Sunday, September 30, 2007

The Curse of '82


That’s right. It’s mine.

You see here a picture of the vintage 1982 World Cup jersey worn by Scotland. It is the single best and most powerful sporting jersey known to man. Merely wearing it causes supernatural events. Sure, there are other jerseys that are powerful. My vintage 1987 Team Canada jersey with Gretzky on the back is undefeated. But the level of talent of Canada’s hockey team is not quite the same as Scotland’s football team. Canada should always win. Scotland, by rights, should never win. Canada should win every single game it plays in any tournament ever. (If the top 10 footballing nations gave their best players to a superteam, that team’s talent would be just enough to be comparable to an AHL All-Star team.) Scotland has 6 million people and is the fattest, most unhealthy country in Europe. Any game they win is to be cherished. But I digress. We were talking about supernatural events.

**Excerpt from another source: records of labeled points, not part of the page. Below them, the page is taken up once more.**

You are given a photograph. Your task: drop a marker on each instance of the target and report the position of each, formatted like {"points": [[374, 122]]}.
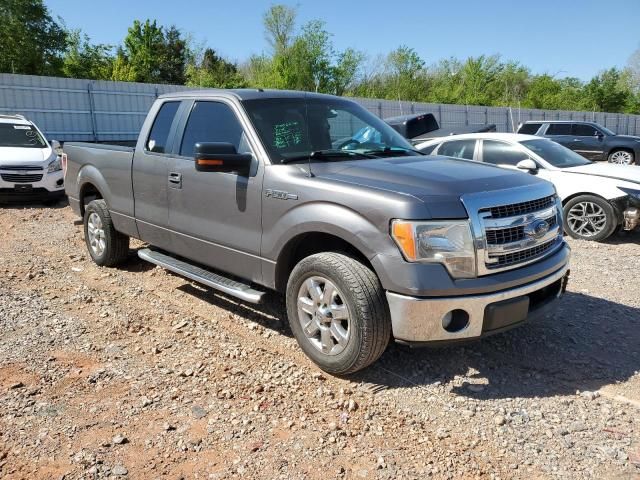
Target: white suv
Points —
{"points": [[29, 166]]}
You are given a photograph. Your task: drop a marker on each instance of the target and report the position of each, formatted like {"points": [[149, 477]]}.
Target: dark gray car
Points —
{"points": [[249, 190], [589, 139]]}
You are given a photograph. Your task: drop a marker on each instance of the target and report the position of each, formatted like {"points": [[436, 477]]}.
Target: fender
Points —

My parents-in-law purchased the jersey for me just before the Euro ’08 qualifier between Scotland and the hated French, to be played in Paris. Note the v-neck, decorative striping and oversized crest. Also note the blue. Scottish Blue. Aye, nice. I donned the jersey for the game with France. Those of you following the qualifying will know that Scotland is doing quite well. They even beat France once. But that was in Scotland. This was different. To make a long story short, Scotland beat France 1-nil. It was the first French home defeat in 7 years. This was a supernatural event.

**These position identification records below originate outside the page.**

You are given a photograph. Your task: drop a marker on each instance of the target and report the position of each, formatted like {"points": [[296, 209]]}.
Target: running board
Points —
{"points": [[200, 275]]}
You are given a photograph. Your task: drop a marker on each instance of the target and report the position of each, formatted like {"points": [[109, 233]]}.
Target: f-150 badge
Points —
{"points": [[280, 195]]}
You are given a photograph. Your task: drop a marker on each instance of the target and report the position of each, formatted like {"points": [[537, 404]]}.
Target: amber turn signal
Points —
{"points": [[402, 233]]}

So, now that we’ve established that my jersey has supernatural powers, you’ll be wondering why. Where did these supernatural powers come from? Simple. Not only is it a particularly rare piece of sporting memorabilia, it is also a symbol of sporting tragedy; of great promise dashed by administrative procedure. Those of you with a passing interest in the World Cup will already know that Scotland qualified for the 1982 World Cup[1]. It was in a group with Brazil, the USSR and New Zealand. Scotland lost to Brazil, tied the USSR and beat New Zealand. The same record as that of the USSR. Unfortunately, the USSR had a better goal differential and Scotland was out. Scotland was denied by the fact that the Evil Empire let in 2 less goals than wee Scotland. The greatest Scottish footballing generation of the Century was denied. And so the Curse of the ’82 was born. The current crop of Scottish footballers is the greatest Scottish footballing generation EVER and the reason is there are possessed with the spirits of the ‘82’s, and play with the drive, ambition and talent of their forefathers, in addition to their own. That is why, when France comes to play, they lose. Think France will win at home? Nope, wrong. The Curse Lives. It can only be broken by beating the successor to the USSR (Russia) in a major tournament.

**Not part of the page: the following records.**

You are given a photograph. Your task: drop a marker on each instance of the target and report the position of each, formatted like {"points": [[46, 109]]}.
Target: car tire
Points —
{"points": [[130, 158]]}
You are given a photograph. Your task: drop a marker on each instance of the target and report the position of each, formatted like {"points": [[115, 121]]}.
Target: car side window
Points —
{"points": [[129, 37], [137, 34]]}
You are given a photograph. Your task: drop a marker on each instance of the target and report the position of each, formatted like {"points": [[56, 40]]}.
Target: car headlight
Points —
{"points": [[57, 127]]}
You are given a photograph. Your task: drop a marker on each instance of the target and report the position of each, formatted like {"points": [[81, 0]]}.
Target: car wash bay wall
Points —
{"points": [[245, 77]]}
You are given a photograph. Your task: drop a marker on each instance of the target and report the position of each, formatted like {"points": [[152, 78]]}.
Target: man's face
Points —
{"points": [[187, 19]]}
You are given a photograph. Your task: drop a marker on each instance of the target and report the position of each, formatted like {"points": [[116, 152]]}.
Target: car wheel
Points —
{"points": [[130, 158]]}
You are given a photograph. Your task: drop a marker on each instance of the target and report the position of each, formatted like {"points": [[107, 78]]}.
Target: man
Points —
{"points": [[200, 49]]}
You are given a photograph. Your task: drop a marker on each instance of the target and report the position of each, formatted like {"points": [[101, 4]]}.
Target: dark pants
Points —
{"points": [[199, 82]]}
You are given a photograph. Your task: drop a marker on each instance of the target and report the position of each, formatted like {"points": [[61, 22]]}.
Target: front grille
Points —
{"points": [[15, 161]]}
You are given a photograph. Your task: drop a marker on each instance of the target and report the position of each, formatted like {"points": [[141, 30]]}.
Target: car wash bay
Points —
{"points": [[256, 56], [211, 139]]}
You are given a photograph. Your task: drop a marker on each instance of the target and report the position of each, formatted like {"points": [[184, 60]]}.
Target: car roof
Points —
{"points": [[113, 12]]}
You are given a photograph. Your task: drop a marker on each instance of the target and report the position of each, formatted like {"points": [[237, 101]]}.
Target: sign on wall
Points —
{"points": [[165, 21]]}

France has been victimized twice now. The rest of the Scotland group will follow. Scotland is going to be at Euro ’08, I’m going to be wearing the jersey and woe be to anyone who gets in our way.


[1] This edition of the World Cup was particularly offensive given that Italy won for the 3rd time.

Hockey Night in London et al.



Woo-hoo. Hockey Night in Canada is on this side of the pond to kick of the 2007-2008 NHL Season. This will be the first NHL game I’ve seen in 13 months. I wonder if I’ll be able to follow the puck. I wonder if I’ll remember what the offside rule is. What other rules did they slip in while I was away? Anyway, given our tentative albeit impending return to Canada, it’s probably about time that I re-Canadianized myself (you’ll note that I used the “z” there and not the “s”). I’ll have to say elevator, not lift; apartment, not flat; truck, not lorry; cold, not parky; wanker, not wanka … you get the idea.

To help me along, I am going to start acclimatizing myself to the pillars of Canadian culture. First, I have quit drinking English/imported beer – only Canadian beer from now on. Now, this turned into a bit of a blunder since at the time I made the vow, my local pub had Sleeman on tap. To my horror, on my last visit to the pub there was no Sleeman. It’s been 2 weeks and so far, so good. Luckily, I’ve got enough Scotch to last until Christmas. Next, I am going to watch Season 5 of the Trailer Park Boys. If I remember correctly, Canada is exactly like the Trailer Park Boys, except some people live in houses, not trailers. Otherwise, identical.

Hopefully, after 12 weeks of this, I’ll be as Canadian as I was before I left.

Sunday, September 16, 2007

Visitors

Visitor Season has now closed. It began on June 19 when Brent’s parents arrived in England and ends today with Beth’s parents flying home from Glasgow. In between we hosted Julie, the Millers and S&P. In that time we saw York, Edinburgh, Glasgow, Moffat, Dublin, County Mayo, Ballina, Amsterdam, York, Derbyshire, York, Glasgow, Oban, Mull, Iona, every inch of Perthshire, Edinburgh and Glasgow.

Today, we’ll try to gather our bearings, do our laundry, talk to some people, get ready for work tomorrow and prepare for the stretch drive. Oh, and we’ll try to tell you about what’s happened the last few weeks. Although, given the tendency of our bartender to overserve us, our memories may be a bit fuzzy.